2. Use two loans to avoid mortgage insurance - commonly referred to as an 80/10/10 scenario. This requires 10% equity, 10% second loan 80% first loan. - this typically is the best option from a monthly payment and cash needed stand point.

If you'd like more information, please contact me at (301) 289-3131 or rwdennis@metlife.com. I work for MetLife Home Loans and have helpd many DC Urban Moms & Dads. I am not a broker but instead work as a direct lender for MetLife Bank.

RD
Anonymous
Anonymous wrote:
Anonymous wrote:We refinanced last spring with less than 20% equity (bought in 2005 and home value had dropped about $80k). Our loan was not owned by Fannie/Freddie so the gov't program was not an option. We went through a broker and paid cash to hit 10% equity (also could've done 5% equity but we wanted to do 10%), then paid PMI in a lump sum up front. Yes, it was painful, but the lower interest rate and reduction in the principal together lowered our monthly payment by over $800.

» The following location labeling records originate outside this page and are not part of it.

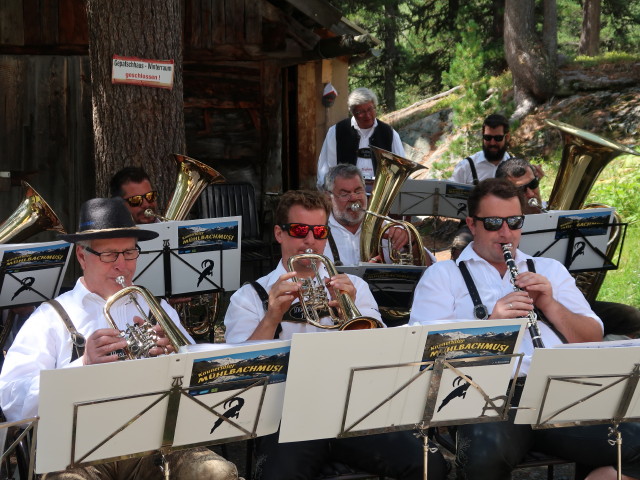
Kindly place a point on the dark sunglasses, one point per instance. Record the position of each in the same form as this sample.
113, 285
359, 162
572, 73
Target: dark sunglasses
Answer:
497, 138
136, 200
301, 230
532, 185
493, 224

Is there any benefit to paying the PMI upfront instead of spreading it out over the loan? Also, do you mind sharing the interest rate you got? thanks


Our broker advised us that paying it upfront would be cheaper in the long run, if I recall correctly. Plus, we wanted as big a monthly savings as we could get, and we would have paid $300/month for PMI (of course it can drop away eventually). We paid it in cash with the other cash we brought to closing. Given the amount of cash we had to come up with just to hit 10% equity, plus closing costs, the extra $9600 or some such for PMI did not make a huge difference for us, when comparing it to the monthly savings. We refinanced at 5.0%, but, again, this was last March so rates were higher overall at that time.
Anonymous
Anonymous wrote:You can refinance with less than 20% equity using two methods:

1. pay mortgage insurance in a lump sum or as a monthly payment - typically the lump sum is the better option as you can finance the sum and your interest rate is not affected.

2. Use two loans to avoid mortgage insurance - commonly referred to as an 80/10/10 scenario. This requires 10% equity, 10% second loan 80% first loan. - this typically is the best option from a monthly payment and cash needed stand point.

If you'd like more information, please contact me at (301) 289-3131 or rwdennis@metlife.com. I work for MetLife Home Loans and have helpd many DC Urban Moms & Dads. I am not a broker but instead work as a direct lender for MetLife Bank.

RD


What kind of rates are available in the 80/10/10 scenario for the 10% second loan for something around 30,000?
Anonymous
Yes if you meet the requirements that were talked about by PPs. I'm doing this now. Find out if your loan qualifies for the new HARP program. I had to pay off the 2nd mortgage and then am doing a refi under the new program (called either DU or DU plus).